About 10 million people in the United States are blind or visually impaired, according to the American Foundation for the Blind. Approximately 5.5 million of these are elderly, age 65 or older. Of the 75-and-over age group, one of every four people in the country has a significant vision loss, most often caused by age-related macular degeneration or diabetes.
The American Foundation for the Blind estimates that 93,600 children are blind or visually impaired, with 55,200 being legally blind (seeing 20/200 or less with best correction).
Blind and visually-impaired people come in all shapes and sizes. They come from all races and ethnic backgrounds. They may have a Ph.D. or a high-school diploma.
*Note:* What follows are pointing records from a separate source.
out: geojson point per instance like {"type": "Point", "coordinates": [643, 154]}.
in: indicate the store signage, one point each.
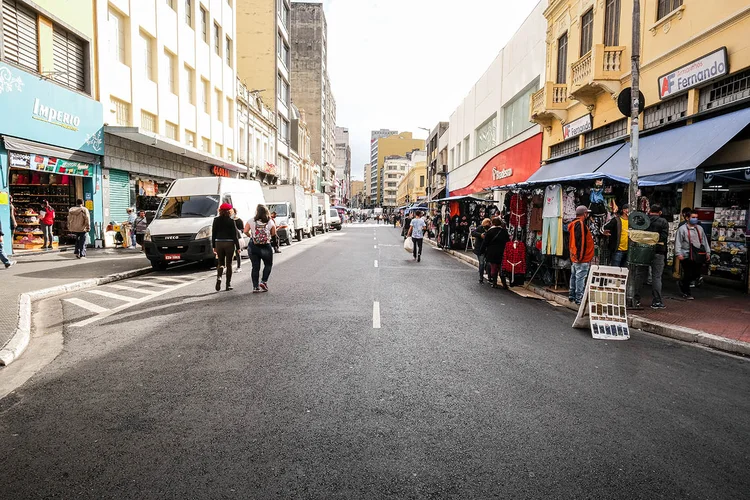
{"type": "Point", "coordinates": [55, 116]}
{"type": "Point", "coordinates": [698, 72]}
{"type": "Point", "coordinates": [220, 171]}
{"type": "Point", "coordinates": [577, 127]}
Britni is a beautiful baby. But she doesn't reach for her rattles until they make a noise. She doesn't look at her hands or smile until someone speaks. Britni is blind.
Bob is a successful salesman. He just wrecked his third car yesterday. Bob knows why, but he can't tell his family. Bob is losing his vision.
Mary's grandkids look forward to receiving personalized handmade quilts from Grandma. But lately Mary's been making excuses; she's just been too busy to get all that work done by the holidays. But the real reason is that Mary can't see to thread the needle or make straight stitches any more.
Is there a future for Britni? Is life on a fast track to nowhere for Bob? Will Mary have to give up her lifelong hobbies, with no hope of any substitute?
Yes, there is a future for Britni. And of course Bob and Mary don't have to give up the things they love. But this is true ONLY if they and their families find help and learn to accept, and cope with, their vision loss.
A world with little or no vision is a different world, but it is not a hopeless and bleak world. It is a world that can be filled with opportunities, activities, and good times.